As the world's top banks set targets to decarbonize their most polluting portfolios, some institutions are opting for metrics that allow them to expand fossil fuel financing, according to environmental and shareholder groups.
Banks including U.S.-based Bank of America Corp. and JPMorgan Chase & Co. and U.K.-headquartered Standard Chartered PLC have set intensity-based interim targets for their oil and gas portfolios while having no absolute emissions reduction goals to complement them, according to new research by ShareAction, which coordinates investor campaigns.
Intensity targets measure emissions of a portfolio relative to the total financing levels or units of energy produced, which could enable banks to achieve their targets while absolute emissions continue to grow, ShareAction said Nov. 8.
The criticism comes as the COP27 climate change conference takes place in Egypt. The event's finance day on Nov. 9 will, among other things, focus on the progress made by financial institutions to cut their financed emissions and support a green transition.
'Misaligned' goals
ShareAction analyzed 43 of the largest Net-Zero Banking Alliance members globally and found that 31 of them have set interim targets for their oil and gas portfolios. However, over a third of those banks have not set an absolute metric, it said.
Sierra Club, an environmental nongovernmental organization that assessed U.S. banks' net-zero commitments, raised similar concerns over lenders' ability to grow their oil and gas financing while still reaching their targets.
"Because they allow for an increase in new finance for oil and gas, intensity targets for this sector are fundamentally misaligned with a 1.5°C aligned pathway," Sierra Club said in a Nov. 2 research report. Four of the six largest banks in the U.S. have failed to set absolute reduction targets for oil and gas, it found.
Through the Net-Zero Banking Alliance, banks pledge to bring greenhouse gas emissions linked to their lending and investment portfolios to net-zero by 2050, consistent with the Paris Agreement on climate change goal of limiting temperature rises to 1.5 degrees C from preindustrial levels. They also commit to publishing interim targets for 2030 or sooner. Some 122 financial institutions globally have signed up for the coalition since its launch in April last year.
The Net-Zero Banking Alliance guidelines allow banks to set their interim targets based on emissions intensity, although institutions are still required to report annually on their progress using both absolute and intensity metrics "to give a complete picture."
JPMorgan said in its 2020 environmental, social and governance report, released simultaneously with its first interim decarbonization targets, that it uses carbon intensity because it is the "most decision-useful metric for our commitment." Intensity metrics are most effective to evaluate a sector or company's performance against decarbonization trajectories that must be achieved to align with the Paris Agreement, and also allow for easier comparison within each sector and between companies of different sizes, the bank said. Absolute metrics, meanwhile, are more affected by year-to-year emissions volatility that may come from changes in companies' production, it said.

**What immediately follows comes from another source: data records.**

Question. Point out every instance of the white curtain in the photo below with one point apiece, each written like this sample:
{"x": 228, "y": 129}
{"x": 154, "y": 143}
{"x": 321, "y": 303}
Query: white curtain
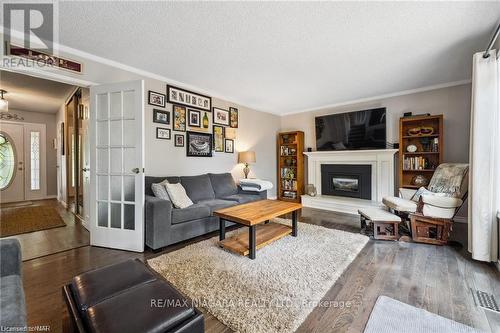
{"x": 484, "y": 174}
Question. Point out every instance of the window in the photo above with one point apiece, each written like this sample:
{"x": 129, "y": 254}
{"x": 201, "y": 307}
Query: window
{"x": 7, "y": 162}
{"x": 35, "y": 160}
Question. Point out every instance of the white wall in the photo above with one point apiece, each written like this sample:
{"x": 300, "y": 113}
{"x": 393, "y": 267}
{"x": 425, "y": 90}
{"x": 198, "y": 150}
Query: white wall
{"x": 452, "y": 102}
{"x": 257, "y": 131}
{"x": 49, "y": 119}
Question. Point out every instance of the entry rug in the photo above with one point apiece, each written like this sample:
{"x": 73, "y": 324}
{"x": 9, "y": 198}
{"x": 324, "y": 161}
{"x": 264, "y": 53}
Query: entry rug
{"x": 20, "y": 220}
{"x": 273, "y": 293}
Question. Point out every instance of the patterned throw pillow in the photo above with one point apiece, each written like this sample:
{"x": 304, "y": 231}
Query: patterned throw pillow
{"x": 160, "y": 191}
{"x": 178, "y": 195}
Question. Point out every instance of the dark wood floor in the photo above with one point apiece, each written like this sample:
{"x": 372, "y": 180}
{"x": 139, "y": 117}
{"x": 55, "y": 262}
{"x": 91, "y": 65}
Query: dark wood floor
{"x": 431, "y": 277}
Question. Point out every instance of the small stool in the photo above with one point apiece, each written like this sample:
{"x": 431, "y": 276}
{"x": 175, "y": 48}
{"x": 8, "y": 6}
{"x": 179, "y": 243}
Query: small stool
{"x": 385, "y": 224}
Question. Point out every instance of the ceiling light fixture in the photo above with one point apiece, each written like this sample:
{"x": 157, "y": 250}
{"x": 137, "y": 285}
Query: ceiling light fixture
{"x": 4, "y": 104}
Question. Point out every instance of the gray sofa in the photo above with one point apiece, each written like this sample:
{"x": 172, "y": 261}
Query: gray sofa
{"x": 12, "y": 303}
{"x": 166, "y": 225}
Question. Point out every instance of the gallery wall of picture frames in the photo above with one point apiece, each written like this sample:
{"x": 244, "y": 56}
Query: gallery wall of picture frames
{"x": 190, "y": 114}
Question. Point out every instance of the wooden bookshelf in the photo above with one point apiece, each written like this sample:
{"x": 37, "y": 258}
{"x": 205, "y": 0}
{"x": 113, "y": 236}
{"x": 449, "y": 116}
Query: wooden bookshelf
{"x": 429, "y": 153}
{"x": 290, "y": 166}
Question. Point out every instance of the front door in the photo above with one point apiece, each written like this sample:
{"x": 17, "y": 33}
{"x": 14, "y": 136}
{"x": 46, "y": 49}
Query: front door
{"x": 11, "y": 162}
{"x": 117, "y": 166}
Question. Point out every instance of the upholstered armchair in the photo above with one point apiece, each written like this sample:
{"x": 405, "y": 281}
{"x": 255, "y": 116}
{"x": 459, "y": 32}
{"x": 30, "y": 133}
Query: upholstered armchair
{"x": 441, "y": 199}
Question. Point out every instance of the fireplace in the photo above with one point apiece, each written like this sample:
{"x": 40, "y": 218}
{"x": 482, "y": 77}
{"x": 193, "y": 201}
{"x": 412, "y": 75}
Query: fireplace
{"x": 347, "y": 180}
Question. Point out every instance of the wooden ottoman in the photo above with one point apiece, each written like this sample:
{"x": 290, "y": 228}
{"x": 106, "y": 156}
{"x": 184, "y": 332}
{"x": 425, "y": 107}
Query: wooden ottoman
{"x": 385, "y": 224}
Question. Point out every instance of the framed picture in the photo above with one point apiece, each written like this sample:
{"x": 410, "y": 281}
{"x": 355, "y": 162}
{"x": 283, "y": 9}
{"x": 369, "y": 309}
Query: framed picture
{"x": 218, "y": 138}
{"x": 229, "y": 146}
{"x": 179, "y": 140}
{"x": 163, "y": 133}
{"x": 179, "y": 118}
{"x": 185, "y": 97}
{"x": 221, "y": 116}
{"x": 161, "y": 116}
{"x": 233, "y": 117}
{"x": 156, "y": 99}
{"x": 194, "y": 118}
{"x": 199, "y": 144}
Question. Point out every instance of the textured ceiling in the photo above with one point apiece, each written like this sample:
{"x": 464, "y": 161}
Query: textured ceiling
{"x": 28, "y": 93}
{"x": 285, "y": 57}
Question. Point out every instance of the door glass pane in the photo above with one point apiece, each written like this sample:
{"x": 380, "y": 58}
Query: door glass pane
{"x": 116, "y": 133}
{"x": 129, "y": 162}
{"x": 129, "y": 217}
{"x": 7, "y": 161}
{"x": 129, "y": 133}
{"x": 35, "y": 160}
{"x": 102, "y": 214}
{"x": 116, "y": 105}
{"x": 102, "y": 106}
{"x": 129, "y": 188}
{"x": 102, "y": 188}
{"x": 102, "y": 133}
{"x": 116, "y": 215}
{"x": 128, "y": 104}
{"x": 102, "y": 160}
{"x": 116, "y": 188}
{"x": 116, "y": 160}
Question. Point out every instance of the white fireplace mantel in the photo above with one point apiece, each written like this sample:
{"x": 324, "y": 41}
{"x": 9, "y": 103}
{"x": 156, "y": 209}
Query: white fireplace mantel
{"x": 382, "y": 162}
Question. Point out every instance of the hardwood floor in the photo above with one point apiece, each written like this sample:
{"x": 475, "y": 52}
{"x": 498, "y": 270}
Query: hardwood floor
{"x": 427, "y": 276}
{"x": 46, "y": 242}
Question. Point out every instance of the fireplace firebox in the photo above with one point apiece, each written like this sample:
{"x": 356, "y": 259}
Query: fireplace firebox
{"x": 347, "y": 180}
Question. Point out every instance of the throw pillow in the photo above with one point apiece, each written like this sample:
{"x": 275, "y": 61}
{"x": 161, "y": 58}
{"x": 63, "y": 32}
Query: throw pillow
{"x": 178, "y": 195}
{"x": 160, "y": 191}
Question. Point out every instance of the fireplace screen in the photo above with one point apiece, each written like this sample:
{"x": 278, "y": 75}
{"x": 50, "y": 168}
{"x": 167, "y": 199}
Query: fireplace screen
{"x": 345, "y": 184}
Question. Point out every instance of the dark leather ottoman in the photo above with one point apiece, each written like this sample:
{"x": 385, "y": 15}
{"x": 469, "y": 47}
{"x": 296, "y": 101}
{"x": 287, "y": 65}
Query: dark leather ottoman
{"x": 128, "y": 297}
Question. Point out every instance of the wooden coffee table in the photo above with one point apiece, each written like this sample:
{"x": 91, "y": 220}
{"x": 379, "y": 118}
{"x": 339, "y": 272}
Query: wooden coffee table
{"x": 256, "y": 215}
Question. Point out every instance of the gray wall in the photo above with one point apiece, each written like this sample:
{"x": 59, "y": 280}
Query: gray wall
{"x": 257, "y": 131}
{"x": 49, "y": 119}
{"x": 452, "y": 102}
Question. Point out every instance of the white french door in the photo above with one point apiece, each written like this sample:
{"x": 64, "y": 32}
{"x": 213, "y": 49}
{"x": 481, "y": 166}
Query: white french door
{"x": 117, "y": 165}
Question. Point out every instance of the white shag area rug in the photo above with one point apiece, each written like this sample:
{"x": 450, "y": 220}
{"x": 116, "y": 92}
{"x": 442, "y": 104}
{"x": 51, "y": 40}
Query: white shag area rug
{"x": 273, "y": 293}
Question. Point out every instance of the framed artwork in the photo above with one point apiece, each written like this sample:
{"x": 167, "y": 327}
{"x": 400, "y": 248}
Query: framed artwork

JPMorgan, Bank of America and the Net-Zero Banking Alliance declined to comment on ShareAction's claims, while Standard Chartered did not respond to a request for comment from S&P Global Market Intelligence.
While intensity metrics are helpful to benchmark companies or portfolios, "they put the 1.5°C of warming limit at risk of serious overshoot if used in isolation," ShareAction said.
Intensity-only targets encourage more efficient production rather than an absolute reduction in output, which is inadequate for a sector facing terminal decline, the group said.
The International Energy Agency, a global energy watchdog, has guided that there is no room for investment in new oil and gas fields in order to limit global warming to 1.5 degrees C by 2050. In its net-zero road map, the agency projected global demand for oil and gas would fall by 75% and 55%, respectively, between 2020 and 2050.
This could translate into higher credit risk and loss of revenue for banks that fail to reduce their exposure to the industry.
"Simply put, this need for steep and rapid decline in oil and gas production requires a similar decrease in new financing to the sector," Sierra Club said.
Other issues
ShareAction and Sierra Club also uncovered other problems with banks' net-zero targets — for example, that most of them only cover lending activities. This creates "a massive loophole through which billions of dollars can still be poured into heavily emitting sectors and projects," Sierra Club said.
Some 80% of banks with oil and gas targets exclude underwriting activities from their targets, ShareAction found.
ShareAction also found that only 16% of the banks covered by its research have set an overarching interim target to cut emissions across their financing activities. Among them, British lenders Lloyds Banking Group PLC and NatWest Group PLC have committed to halving their financed emissions by 2030, while Finland-headquartered Nordea Bank Abp has pledged to reduce emissions by between 40% and 50%.